In this day and age of virtual computing, it seems like it should be trivial to make a drive image, drop it on a network drive, and then mount that as a virtual image. I don’t know of any drive imaging software that’s directly compatible with virtual machines, or vice versa, so there’s a conversion step involved, where the image from the drive imaging software becomes a drive image for the virtual machine.
Conversion is probably the wrong word to use here, since the process seems to involve running the drive image on the virtual machine software to recover the image. For virtual machines, I used VMWare, and for the drive image software, I used Ghost.
Getting Ghost to save its images to a network share is a matter of selecting the right options when creating its boot disk, most notably the network driver, that has to match the hardware of the machine you’re making the image of. Note that there appears to be a 2 gigabyte limit for files (probably because Ghost is essentially running from DOS) so that Ghost will need to create “spanning” files, or a whole bunch of 2 gigabyte files, that will comprise the image.
If all goes well here, create another boot disk for Ghost to restore the image. This time, you’ll want to get the right network drivers for VMWare, which emulates “AMD PCNet II” hardware. You can get the right drivers here.
Booting a virtual machine from there, I noticed that Ghost.exe wasn’t actually on the boot disk (makes sense, since it’s over 1 megabyte by itself) so I copied it to the network drive made accessible to the boot disk. Before running it, I noticed that I had to manually run “mouse” (the mouse driver) to be able to use my mouse for its DOS-based GUI.
Following the menus to select an image, I got to the point where a dialog box came up to select the image, filling in the A: drive as the default location, and the machine locked up. I don’t mean just the virtual machine either, but the host machine itself. Trying various combinations of A: drive access, removal, and virtualization was no help, Ghost would consistently lock up at this point.

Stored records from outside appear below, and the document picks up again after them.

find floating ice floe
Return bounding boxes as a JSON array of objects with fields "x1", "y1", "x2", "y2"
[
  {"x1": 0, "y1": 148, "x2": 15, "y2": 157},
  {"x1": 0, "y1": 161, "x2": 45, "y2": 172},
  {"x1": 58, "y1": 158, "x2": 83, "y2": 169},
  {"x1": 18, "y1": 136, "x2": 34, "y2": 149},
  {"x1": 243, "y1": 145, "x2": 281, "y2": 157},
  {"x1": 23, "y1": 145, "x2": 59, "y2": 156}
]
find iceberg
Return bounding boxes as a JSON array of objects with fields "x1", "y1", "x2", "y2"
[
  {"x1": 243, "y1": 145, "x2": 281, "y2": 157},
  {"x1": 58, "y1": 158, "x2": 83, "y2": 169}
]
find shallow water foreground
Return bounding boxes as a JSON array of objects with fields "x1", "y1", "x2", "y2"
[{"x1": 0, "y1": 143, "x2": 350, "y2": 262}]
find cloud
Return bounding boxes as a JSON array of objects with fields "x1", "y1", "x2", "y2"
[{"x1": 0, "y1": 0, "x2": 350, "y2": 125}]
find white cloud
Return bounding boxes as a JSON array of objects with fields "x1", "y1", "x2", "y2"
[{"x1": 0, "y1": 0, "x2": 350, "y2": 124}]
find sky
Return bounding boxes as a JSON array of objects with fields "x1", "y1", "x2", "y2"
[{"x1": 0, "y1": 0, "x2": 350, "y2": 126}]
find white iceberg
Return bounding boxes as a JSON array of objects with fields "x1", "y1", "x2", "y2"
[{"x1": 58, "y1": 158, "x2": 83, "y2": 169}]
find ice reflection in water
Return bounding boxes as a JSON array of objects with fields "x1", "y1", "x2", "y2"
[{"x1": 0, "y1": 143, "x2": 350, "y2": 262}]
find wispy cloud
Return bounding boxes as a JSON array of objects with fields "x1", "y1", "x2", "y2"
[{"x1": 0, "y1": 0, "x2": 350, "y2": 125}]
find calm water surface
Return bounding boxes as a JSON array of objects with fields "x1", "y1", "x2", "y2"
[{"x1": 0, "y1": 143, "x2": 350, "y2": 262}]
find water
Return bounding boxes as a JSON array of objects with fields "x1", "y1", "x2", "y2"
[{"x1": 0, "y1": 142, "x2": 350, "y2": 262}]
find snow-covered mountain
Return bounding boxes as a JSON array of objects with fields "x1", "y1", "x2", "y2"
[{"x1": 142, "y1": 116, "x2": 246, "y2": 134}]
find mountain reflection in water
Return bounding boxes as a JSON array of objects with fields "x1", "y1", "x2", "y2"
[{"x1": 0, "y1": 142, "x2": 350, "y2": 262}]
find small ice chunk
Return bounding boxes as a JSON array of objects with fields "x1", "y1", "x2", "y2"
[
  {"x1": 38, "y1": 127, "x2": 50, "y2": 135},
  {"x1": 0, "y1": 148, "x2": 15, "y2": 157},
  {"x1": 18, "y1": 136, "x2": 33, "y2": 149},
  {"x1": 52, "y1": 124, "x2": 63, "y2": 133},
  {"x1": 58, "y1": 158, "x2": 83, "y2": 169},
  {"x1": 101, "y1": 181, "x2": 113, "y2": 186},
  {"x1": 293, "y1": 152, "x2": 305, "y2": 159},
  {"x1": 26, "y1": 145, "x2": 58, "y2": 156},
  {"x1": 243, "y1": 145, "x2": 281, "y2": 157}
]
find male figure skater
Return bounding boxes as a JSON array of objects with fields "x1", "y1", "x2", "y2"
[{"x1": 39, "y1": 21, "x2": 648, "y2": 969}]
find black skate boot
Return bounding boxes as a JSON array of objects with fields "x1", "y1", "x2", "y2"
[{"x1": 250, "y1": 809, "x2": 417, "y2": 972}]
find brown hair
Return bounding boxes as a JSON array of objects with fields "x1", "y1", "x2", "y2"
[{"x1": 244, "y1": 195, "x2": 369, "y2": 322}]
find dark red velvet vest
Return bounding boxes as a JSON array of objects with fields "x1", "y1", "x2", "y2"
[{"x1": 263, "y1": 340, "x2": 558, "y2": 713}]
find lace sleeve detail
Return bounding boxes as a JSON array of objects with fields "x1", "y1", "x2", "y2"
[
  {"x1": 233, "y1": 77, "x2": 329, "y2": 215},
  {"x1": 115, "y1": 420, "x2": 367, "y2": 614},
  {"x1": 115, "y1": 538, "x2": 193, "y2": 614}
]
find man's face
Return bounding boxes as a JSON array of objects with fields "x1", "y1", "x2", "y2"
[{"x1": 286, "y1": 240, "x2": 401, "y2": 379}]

The problem appears to be the dialog itself, and perhaps whatever it’s doing to the floppy drive. Selecting the file from the command line did the trick:
Note that this takes a long time. It took about 12 hours to recover an 80 gigabyte hard drive into a virtual machine. Your mileage may vary.
After all this, once the virtual machine comes up, the almost inevitable result for an XP system will be a blue screen of death — easily remedied by booting the virtual machine from the XP installation CD, and running the recovery process (by pretending to install up until the point where it detects a prior installation of XP, then pressing R.)